Like many industries, the emergence of new technology is changing the publishing world as we know it. From front to back, both the publishing process and the method with which people are consuming information is shifting. Whether you’re a writer or a publisher, it’s important to understand how this technology affects publishing, and what you can do to leverage it. Here are a few ways tech is making a difference in the publishing world:
By the end of 2018, half the world is predicted to own a smartphone. Armed with these statistics, publishers are taking new routes to engage consumers. One company, Visual Editions, has partnered with Google to create a interactive digital fiction company called “Editions At Play.” Co-founder Anna Gerber says these interactive stories aren’t necessarily apps or games, but rather, a new level of publishing and content engagement entirely.
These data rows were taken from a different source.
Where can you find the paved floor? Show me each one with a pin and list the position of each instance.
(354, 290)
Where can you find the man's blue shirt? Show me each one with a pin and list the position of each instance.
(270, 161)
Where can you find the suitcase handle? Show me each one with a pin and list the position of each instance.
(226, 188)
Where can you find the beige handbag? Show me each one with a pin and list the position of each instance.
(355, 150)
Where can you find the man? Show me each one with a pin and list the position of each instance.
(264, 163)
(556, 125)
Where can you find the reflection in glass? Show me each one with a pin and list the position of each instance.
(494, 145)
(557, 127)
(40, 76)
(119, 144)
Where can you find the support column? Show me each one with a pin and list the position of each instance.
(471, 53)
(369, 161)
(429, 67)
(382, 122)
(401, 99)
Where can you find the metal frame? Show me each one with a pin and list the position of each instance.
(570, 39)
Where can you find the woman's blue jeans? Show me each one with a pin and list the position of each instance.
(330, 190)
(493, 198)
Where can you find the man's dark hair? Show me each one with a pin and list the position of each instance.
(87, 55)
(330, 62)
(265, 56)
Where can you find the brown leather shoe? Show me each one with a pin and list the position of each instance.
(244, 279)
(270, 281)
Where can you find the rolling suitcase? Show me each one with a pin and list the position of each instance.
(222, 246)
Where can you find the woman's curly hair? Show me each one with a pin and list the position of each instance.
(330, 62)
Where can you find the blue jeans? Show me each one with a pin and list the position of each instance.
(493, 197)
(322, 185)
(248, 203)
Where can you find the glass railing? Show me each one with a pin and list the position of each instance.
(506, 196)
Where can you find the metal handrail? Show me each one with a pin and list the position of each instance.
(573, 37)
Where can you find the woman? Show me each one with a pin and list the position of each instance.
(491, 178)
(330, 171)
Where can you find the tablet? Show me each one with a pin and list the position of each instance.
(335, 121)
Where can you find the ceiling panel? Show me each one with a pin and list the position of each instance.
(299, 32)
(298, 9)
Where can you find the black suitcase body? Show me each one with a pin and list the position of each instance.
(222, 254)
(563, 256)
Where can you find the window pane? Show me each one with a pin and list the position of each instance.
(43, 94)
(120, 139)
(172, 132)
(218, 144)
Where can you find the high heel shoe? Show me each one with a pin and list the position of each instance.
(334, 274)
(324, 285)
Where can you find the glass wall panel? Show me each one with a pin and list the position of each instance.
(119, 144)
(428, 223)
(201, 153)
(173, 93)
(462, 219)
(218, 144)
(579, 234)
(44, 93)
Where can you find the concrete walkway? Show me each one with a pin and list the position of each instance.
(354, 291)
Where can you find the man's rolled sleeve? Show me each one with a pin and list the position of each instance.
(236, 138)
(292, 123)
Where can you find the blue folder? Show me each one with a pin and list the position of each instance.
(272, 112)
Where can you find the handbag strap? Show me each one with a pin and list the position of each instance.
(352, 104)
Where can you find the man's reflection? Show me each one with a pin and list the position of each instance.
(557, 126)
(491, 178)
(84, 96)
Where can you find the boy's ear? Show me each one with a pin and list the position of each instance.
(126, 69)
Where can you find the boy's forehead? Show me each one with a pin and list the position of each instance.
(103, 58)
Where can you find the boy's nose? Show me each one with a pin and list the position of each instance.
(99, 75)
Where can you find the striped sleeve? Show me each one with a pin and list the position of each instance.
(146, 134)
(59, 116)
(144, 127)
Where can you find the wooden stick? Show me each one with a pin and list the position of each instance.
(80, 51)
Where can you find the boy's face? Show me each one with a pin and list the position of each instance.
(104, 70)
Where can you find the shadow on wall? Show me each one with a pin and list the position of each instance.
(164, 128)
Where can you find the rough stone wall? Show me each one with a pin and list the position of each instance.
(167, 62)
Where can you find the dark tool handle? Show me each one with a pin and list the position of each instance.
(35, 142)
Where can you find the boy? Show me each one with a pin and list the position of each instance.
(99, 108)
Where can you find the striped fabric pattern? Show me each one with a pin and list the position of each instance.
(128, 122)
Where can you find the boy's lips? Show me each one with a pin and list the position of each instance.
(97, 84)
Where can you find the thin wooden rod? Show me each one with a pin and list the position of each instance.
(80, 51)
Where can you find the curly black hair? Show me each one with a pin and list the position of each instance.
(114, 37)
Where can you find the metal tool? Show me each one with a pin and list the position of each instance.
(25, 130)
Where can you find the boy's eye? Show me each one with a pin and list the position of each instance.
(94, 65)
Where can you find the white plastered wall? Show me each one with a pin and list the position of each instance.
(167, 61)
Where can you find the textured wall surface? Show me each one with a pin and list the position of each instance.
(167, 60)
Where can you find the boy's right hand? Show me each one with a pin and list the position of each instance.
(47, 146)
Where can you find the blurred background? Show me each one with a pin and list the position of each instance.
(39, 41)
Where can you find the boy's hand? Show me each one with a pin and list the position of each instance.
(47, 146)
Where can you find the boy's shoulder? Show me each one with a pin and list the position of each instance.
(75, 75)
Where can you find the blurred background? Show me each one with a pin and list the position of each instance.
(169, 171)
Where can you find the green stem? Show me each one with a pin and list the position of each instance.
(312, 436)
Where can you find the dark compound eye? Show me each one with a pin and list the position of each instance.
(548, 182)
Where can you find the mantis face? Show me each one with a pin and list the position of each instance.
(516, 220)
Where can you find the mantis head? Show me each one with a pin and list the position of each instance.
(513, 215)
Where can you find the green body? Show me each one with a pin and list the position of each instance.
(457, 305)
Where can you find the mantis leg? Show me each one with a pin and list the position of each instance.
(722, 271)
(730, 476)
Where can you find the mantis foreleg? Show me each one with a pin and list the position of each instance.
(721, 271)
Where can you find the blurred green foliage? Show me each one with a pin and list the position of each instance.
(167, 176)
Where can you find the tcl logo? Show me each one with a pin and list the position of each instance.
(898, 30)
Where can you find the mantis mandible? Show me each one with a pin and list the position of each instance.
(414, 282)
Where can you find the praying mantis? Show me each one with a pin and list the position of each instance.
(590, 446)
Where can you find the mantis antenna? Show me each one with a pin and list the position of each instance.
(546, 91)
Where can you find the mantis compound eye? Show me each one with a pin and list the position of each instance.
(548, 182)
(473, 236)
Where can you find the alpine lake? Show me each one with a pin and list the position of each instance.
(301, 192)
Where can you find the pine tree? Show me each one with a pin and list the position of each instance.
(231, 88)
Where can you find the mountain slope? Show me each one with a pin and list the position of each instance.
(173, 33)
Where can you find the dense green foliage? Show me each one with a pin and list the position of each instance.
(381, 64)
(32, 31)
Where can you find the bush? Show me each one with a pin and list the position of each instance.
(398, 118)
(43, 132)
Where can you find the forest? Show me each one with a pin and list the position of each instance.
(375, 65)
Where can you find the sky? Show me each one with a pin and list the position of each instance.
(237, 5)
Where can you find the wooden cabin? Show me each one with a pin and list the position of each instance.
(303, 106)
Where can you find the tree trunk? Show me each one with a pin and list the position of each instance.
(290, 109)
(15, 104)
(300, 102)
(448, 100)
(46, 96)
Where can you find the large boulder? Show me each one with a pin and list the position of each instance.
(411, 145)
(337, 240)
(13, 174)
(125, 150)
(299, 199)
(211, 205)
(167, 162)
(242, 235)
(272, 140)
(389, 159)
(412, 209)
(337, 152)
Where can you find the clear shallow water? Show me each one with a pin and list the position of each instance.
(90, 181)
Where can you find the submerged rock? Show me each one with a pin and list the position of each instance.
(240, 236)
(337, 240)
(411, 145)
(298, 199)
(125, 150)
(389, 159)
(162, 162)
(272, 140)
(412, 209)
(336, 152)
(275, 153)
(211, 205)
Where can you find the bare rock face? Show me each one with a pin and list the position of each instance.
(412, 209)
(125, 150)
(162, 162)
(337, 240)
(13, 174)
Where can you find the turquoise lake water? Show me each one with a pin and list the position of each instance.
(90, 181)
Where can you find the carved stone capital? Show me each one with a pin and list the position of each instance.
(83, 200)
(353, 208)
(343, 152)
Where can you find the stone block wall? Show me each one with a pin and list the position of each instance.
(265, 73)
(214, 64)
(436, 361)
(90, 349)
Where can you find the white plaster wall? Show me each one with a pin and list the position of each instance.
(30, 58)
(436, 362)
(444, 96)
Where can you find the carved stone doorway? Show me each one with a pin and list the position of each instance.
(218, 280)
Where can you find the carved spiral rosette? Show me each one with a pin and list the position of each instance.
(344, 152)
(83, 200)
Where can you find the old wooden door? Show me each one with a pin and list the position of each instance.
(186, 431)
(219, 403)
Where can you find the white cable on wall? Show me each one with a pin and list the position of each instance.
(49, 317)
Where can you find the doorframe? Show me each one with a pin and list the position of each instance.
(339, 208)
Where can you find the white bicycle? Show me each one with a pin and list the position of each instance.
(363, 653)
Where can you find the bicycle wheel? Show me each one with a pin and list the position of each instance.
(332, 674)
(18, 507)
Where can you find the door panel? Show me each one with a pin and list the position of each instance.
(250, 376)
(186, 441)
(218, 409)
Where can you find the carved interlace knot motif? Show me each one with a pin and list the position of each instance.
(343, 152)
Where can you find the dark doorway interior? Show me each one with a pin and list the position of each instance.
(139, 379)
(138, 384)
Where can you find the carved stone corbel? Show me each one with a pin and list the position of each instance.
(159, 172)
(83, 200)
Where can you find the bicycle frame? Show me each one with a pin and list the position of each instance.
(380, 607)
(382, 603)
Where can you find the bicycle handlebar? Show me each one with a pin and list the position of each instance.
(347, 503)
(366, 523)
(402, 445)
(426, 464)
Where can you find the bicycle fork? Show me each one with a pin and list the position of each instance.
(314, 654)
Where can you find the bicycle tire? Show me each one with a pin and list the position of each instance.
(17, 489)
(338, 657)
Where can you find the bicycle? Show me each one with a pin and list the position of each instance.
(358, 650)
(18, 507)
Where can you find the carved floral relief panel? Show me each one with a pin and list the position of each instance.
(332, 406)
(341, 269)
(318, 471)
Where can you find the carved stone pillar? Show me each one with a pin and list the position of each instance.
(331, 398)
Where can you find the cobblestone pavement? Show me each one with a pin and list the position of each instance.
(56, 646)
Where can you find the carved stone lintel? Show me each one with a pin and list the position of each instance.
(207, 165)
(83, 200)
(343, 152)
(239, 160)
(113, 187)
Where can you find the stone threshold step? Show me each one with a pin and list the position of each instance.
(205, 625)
One book featured on Editions At Play is called Entrances & Exits. The story follows a plot where the narrator discovers a key in an abandoned bookshop, taking the reader on a journey through Google Street View. The company hopes to continue making stories that allow readers to become more immersed on their phone in the same way they would be immersed in social media.
“You wouldn’t really sit and read a novel while at your desktop would you?” the team told the Guardian. “You’re more likely to curl up on your sofa or armchair and read a book – and you can do that on your phone just as easily as you can with a paperback.”
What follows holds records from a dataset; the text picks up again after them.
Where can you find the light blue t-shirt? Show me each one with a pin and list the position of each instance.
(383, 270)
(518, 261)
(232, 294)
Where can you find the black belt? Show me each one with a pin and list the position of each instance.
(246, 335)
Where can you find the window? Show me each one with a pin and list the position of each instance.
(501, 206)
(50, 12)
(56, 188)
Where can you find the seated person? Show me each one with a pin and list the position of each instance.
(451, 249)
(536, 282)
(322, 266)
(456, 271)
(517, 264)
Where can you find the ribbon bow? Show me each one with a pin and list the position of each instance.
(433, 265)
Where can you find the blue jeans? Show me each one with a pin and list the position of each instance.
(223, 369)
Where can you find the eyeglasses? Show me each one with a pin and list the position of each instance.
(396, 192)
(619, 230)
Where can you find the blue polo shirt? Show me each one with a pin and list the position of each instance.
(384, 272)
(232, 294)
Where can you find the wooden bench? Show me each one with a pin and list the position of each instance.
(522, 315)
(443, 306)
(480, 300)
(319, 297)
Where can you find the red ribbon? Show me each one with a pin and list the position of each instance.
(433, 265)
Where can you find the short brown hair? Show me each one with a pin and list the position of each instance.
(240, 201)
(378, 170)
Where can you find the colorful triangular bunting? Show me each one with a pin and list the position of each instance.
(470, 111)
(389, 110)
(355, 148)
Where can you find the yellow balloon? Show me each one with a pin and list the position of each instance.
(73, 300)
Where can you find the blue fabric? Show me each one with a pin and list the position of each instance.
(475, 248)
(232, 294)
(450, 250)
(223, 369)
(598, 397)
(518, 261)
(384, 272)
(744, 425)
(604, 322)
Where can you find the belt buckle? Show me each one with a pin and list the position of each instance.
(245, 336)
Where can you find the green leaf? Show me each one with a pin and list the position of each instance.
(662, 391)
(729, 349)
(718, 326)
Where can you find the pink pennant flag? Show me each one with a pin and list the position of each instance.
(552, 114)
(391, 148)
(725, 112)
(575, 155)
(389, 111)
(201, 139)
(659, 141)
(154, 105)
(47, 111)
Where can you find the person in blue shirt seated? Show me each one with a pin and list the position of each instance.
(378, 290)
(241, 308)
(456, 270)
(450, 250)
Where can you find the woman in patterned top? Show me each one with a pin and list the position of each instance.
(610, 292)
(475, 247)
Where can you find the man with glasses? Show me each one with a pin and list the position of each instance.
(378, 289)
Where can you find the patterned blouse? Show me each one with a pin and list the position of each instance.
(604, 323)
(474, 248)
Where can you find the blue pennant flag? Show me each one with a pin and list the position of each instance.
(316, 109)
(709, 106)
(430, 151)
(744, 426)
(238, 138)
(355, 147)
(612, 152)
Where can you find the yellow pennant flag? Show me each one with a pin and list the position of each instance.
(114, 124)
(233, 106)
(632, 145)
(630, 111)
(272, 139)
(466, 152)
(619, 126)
Long ago, to get your book published, writers needed to go through a traditional publisher like Penguin or HarperCollins. This is very difficult to do, and the odds are against wannabe writers. Because literary agents have historically acted as the middleman between writer and publisher, it’s almost impossible to work with a publisher without one. And some agents receive up to 10,000 queries per year, while just 25% of all agents in the country are actively selling books.
Today, the technology that drives self-publishing makes it easier than ever for writers to get help with book publishing. Advanced printing systems and design software are accessible to anyone who wants to start a printing press or publishing companies, and those companies are accessible to anyone who wants to print.
Here’s a short version of how self-publishing works: the author writes the book, compares a variety of different self-publishing houses, chooses one that best benefits them, maintains full creative control of how the book looks, and controls marketing and selling.
Advanced printing presses and electronic reading make self-publishing easier than ever. And for many authors, this is a much more cost-effective, seamless way get books in the hands of readers and retain 100% of royalties in the process.
Digital Publishing: The Rise of The Ebook
Today’s publishers aren’t just selling physical copies of books, but digital copies as well. Electronic publishing is becoming increasingly popular, and the technology that houses them is becoming more advanced. Smartphones, tablets, and reading devices are all paving the way for the introduction of new reading apps.
Now, you can carry an entire library in your pocket, complete with all the bells and whistles. On Amazon’s Kindle, for example, users can annotate, highlight, bookmark, and magnify text. They can “loan” books to their friends and download samples to read, creating an experience similar to browsing at your local library or bookstore.
This digital revolution is changing the nature of the publishing business. Within the publishing sphere, people have skepticized for years that print publishing was dead. But statistics prove otherwise. Paperback sales in the United States went up 8% last year, and physical children’s books sales went up 16%.
New technology has allowed publishing houses to marry electronic reading with physical books. A quick look on Amazon and you’ll see exactly what we mean; whenever you purchase a physical book, you’re given the option to purchase its electronic version at a discounted price. This bundling is ideal for many consumers. Buyers can begin reading their books on multiple devices while waiting for their books. Students can use electronic versions of heavy textbooks without having to lug them around. Reading aficionados can expand their physical libraries while still consuming content on-the-go.
CRM For Publishers & Writers
Technology aiding the publishing process means managing promotion isn’t what it used to be, either. Both publishers and self-published authors face new challenges in promoting their work. For authors to spread the word, they need a thorough marketing plan and new CRM solutions help publishers and authors better perform on the business end.
Platforms like Maximizer CRM for Publishing or Ribbonfish provide comprehensive software solutions to the problems many people face in the publishing industry. These solutions cover everything from production to Rights & Permissions to sales & marketing, and are ideal for writers with multiple books and publishing houses with managing multiple authors.